Jeanne Sakata Celebrates an American Hero
by Barry David Horwitz
In Jeanne Sakata’s moving “Hold These Truths,” the incomparable Jomar Tagatac takes us into Gordon Hirabayashi’s mind when he stood up against FDR’s racist Executive Order 9066—taking his case to the Supreme Court.
At S.F. Playhouse, Tagatac also plays judges, police, family, and friends—each with a distinct and affectionate touch—morphing into characters in a flash. He holds our attention every moment, revealing how the law works.
But the most moving and tearful aspect of Gordon Hirabayashyi’s story is how the young hero “holds these truths as self-evident,” even while being betrayed by his country.
Why did it take forty years for the U.S. to recognize the illegality of arresting its own citizens who had broken no laws? What is the worth of the Constitution if race-based violence can be unleashed on Asians or any other group?
These are the questions the rise in our minds as we watch the impeccable Tagatac play courageous Gordon, as he enters the University of Washington in 1937—a bright, ambitious, second generation Japanese American. Even in his hometown of Seattle, he has to face rejection when he is turned down for a job merely because of his ancestry.
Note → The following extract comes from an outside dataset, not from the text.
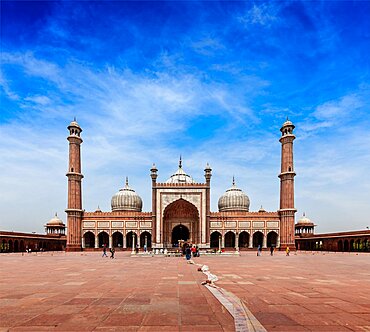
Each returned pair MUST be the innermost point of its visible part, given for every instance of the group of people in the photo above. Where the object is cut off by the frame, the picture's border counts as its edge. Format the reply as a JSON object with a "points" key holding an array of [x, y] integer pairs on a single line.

Dressed in an old-fashioned cardigan sweater, in front of artfully melting U.S. flag videos, Tagatac beautifully embodies the young Gordon’s innocence as he joins the American Friends, the peaceful Quakers.
As fascism takes over Europe, and Pearl Harbor strikes, the Army enforces the order—even though there is no threat from loyal Japanese American citizens.
With a wry smile, Tagatac embodies Gordon’s decision to study with his friends at the University Library, rather than obey the curfew that falls only on students of Japanese ancestry. Even as his family is taken away to the far off camps, losing their home to greedy locals, Gordon pursues his case.
On the raw wooden platform that serves as home, jail, and court, Tagatac fills 100 minutes with Gordon’s evolving personality in the face of assaults by racists, bigots, and police.
When he goes on a Quaker Leadership Training trip, we laugh at his amazement at new freedoms in New York City, where the subway doors open equally for him. In New York, he can go anywhere and not be shut out—a revelation for the eager college student. He tastes a bit of freedom and he develops new ideas.
When he’s sent to a jail in far off Arizona, he has to hitch-hike to get there—on his own. The Phoenix jailer—artfully imitated by Jagatac with a country accent—sends him to a movie in town while they find the paperwork. The system isn’t equipped for Gordon’s radical honesty.
We all need to see this stirring show to understand how the law can be subverted. Gordon inspires us to stand up against hate–and forty years later, the Court reverses its decision. Director Jeffrey Lo shows us how one man can revive the meaning of the Constitution.
“Hold These Truths” by Jeanne Sakata, directed by Jeffrey Lo, scenic design by Christopher Fitzer, sound & projection design by Teddy Hulsker, at San Francisco Playhouse—in person & on-demand. Info: SFPlayhouse – to July 3, 2021.